When Mr. Davis was recalled by the state’s voters in late 2003, Mr. Morgenstern retired from state service, but he returned in his late 70s when Mr. Brown began a second stint as Governor in 2011 as the state’s Secretary of the Labor and Workforce Development Agency.

The following year, Mr. Morgensten helped the Governor persuade state legislators to approve a major overhaul of the state’s Workers’ Compensation program. But he also antagonized some union leaders by negotiating a less-generous pension system for future employees—something which happened that same year in New York under Gov. Andrew Cuomo despite protests from labor leaders here.

‘Wasn’t Sustainable’

In New York, where the state and city pension systems were in far better shape in terms of funding than in other states like New Jersey, Illinois and Kentucky, there were suspicions that Mr. Cuomo pushed for the less-generous pensions to further win support from Republicans as he tried to expand his political base.

In California, Ms. Pizzini said, while her husband didn’t discuss his reasoning in detail with her, “I think the pension [system] as it existed wasn’t sustainable.
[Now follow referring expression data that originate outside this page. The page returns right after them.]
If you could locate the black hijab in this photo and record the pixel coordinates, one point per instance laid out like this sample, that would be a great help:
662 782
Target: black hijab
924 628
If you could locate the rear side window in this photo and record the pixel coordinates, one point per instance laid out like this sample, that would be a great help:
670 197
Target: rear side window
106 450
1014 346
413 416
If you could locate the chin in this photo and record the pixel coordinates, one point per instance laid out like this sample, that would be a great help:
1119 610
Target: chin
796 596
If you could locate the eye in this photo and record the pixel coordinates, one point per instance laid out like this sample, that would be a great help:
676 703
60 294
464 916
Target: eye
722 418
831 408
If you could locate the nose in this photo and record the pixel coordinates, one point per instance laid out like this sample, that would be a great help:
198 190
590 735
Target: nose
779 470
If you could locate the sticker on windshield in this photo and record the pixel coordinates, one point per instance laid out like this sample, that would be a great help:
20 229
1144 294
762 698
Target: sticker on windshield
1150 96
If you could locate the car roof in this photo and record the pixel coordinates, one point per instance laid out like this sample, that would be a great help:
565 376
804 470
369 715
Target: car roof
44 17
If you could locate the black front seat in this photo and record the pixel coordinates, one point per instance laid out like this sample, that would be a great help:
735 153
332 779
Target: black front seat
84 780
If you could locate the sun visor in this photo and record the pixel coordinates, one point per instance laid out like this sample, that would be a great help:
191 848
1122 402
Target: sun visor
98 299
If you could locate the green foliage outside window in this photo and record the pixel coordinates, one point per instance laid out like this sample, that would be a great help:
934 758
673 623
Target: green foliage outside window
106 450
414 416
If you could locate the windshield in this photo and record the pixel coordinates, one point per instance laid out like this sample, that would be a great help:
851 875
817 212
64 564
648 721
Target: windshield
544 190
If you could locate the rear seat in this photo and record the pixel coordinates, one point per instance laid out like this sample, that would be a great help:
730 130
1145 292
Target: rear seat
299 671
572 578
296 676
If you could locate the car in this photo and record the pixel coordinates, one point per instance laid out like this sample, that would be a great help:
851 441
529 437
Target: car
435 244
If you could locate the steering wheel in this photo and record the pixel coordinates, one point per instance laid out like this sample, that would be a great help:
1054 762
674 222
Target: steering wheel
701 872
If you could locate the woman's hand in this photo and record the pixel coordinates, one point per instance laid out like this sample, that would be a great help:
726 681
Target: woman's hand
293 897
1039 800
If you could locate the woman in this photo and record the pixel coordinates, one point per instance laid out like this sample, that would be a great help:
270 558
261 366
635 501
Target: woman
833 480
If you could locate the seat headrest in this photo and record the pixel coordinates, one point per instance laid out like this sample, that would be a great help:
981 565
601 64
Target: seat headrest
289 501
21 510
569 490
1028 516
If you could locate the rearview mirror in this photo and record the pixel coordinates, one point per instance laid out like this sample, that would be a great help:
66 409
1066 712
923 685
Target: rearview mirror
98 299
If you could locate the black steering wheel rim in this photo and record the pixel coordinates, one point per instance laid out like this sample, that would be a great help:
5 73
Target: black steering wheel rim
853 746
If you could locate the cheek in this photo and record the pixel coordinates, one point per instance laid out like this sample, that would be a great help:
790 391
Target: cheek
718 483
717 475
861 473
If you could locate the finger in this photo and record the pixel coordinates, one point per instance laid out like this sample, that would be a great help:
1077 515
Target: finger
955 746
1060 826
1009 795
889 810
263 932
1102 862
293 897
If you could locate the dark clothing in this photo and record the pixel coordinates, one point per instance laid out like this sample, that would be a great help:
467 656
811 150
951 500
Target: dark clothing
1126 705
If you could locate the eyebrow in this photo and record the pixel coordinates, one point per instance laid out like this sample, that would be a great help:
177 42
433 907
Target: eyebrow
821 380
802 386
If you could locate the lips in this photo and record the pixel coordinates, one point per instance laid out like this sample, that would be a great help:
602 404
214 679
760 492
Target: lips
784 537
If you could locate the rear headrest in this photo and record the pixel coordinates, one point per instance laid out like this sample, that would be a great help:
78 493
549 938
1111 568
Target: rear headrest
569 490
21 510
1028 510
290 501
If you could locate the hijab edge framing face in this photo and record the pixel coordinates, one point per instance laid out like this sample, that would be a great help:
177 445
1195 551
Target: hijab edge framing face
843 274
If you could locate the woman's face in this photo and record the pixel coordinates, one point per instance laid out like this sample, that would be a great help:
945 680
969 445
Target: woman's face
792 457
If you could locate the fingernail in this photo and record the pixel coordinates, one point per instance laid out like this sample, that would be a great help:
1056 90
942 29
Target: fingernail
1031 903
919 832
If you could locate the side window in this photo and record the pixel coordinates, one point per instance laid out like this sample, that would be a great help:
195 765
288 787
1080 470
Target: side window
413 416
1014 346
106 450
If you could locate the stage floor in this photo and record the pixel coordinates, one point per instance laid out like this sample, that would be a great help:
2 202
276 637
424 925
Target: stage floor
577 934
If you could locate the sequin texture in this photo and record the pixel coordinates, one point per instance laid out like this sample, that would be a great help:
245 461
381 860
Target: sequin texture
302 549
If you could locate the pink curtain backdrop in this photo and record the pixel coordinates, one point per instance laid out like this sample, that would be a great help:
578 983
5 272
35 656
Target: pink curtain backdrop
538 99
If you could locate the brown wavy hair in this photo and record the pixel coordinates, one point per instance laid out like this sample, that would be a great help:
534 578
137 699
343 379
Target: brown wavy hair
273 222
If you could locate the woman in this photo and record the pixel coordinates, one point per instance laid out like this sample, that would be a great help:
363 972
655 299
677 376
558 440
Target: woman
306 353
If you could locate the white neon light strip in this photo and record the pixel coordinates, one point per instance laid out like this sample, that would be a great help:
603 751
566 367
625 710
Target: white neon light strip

The Governor made the decisions, but Marty recommended that it was the right thing to do.”

Mr. Morgenstern left the Brown administration late in 2013, and told the L.A. Times that his theory of government rested on three guideposts: “We never have enough money. We’ve always got to be careful with the money we spend. And always make sure you spend the minimum amount of money to get the job done.”

In 2015, he returned to government as a board member for Covered California, the state’s health-insurance exchange.

‘Never Forgot His Roots’

Al Viani, who was president of Local 371 during the welfare strike and wound up going to jail as a result, maintained a friendship with Mr. Morgenstern over the years that was not complicated much by the fact that he married Jane Morgenstern after she and Marty divorced.

In an email he sent to him a month before his death after learning of his deteriorating health, Mr. Viani wrote, “You have always served as an inspiration to me, including your great successes in life, your Bronx brashness, your over-the-top NY accent, your intellect, your political savvy, your genuine concern for working people and the poor, and for your generosity to me and others.”

Ms. Pizzini, asked whether Mr. Morgenstern was prouder of his early years in New York as a union advocate or his achievements in enacting collective bargaining and fairer treatment for lesser-paid workers as a top aide to Governor Brown, replied, “It was really a little of both. He never forgot his roots. He was proud of how he got started, and proud of what he was able to accomplish.”